UK and US courts confirm Cairn arbitration award
COURTS in five countries, including the US and the UK, have given recognition to an arbitration award that asked India to return $1.4 billion (£1bn)to Cairn Energy plc – a step that opens the possibility of the British firm seizing Indian assets in those countries if New Delhi does not pay, sources said.
Cairn Energy had moved courts in nine countries to enforce its arbitration award against India, which the company won after a dispute with the country’s revenue authority over a retroactively applied capital gains tax.
Of these, the award from a threemember tribunal at the Permanent Court of Arbitration in the Netherlands has been recognised and confirmed by courts in the US, the UK, Netherlands, Canada and France, three people with knowledge of the matter said.

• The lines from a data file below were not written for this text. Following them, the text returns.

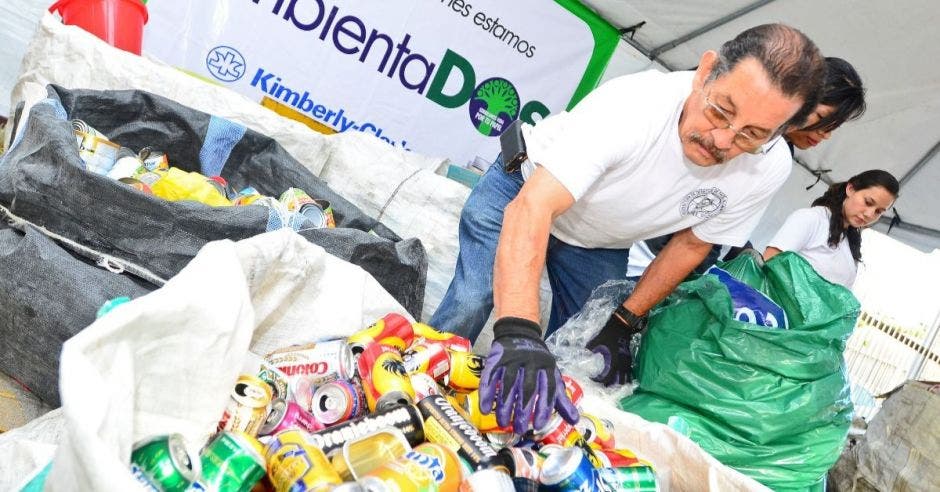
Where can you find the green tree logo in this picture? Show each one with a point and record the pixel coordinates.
(494, 104)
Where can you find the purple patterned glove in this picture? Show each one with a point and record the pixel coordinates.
(613, 342)
(521, 378)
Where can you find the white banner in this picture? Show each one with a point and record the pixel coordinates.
(437, 77)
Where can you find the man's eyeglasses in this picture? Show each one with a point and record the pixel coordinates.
(748, 140)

Cairn has started the process to register the award in Singapore, Japan, the UAE and Cayman Islands, they said.
The registration of the award is the first step towards its enforcement in the event of the government not paying the firm.
Once the court recognises an arbitration award, the company can then petition it for seizing any Indian government assets such as bank accounts, payments to stateowned entities, airplanes and ships in those jurisdictions, to recover the monies due, they said.

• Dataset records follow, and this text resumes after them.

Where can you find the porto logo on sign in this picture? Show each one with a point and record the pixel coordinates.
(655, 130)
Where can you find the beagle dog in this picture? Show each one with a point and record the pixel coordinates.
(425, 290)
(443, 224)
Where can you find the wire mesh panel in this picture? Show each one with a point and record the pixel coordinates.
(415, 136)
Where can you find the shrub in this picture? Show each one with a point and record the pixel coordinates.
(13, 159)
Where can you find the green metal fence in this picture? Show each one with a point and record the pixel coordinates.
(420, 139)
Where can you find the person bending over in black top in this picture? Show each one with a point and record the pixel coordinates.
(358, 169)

So far, the government has not directly commented on honouring or challenging the Cairn arbitration award, but India’s finance minister Nirmala Sitharaman last week indicated the government would likely appeal.
Cairn’s shareholders want the company to go for enforcement action should New Delhi fail to pay it.
While the company spokesperson wasn’t reachable for comments, Cairn last Sunday (7) said it would “begin meetings this week with shareholders in the UK and US, with the international arbitration award high on the agenda.”
“The company met the Government of India last month and is taking all the necessary steps to protect their shareholders’ interests,” it had said.
The tribunal had on December 21 ruled the government breached an investment treaty with the UK and was therefore liable to return the value of shares it had seized and sold, dividend confiscated and tax refund stopped to adjust a `10,247 crore (£1bn) tax demand.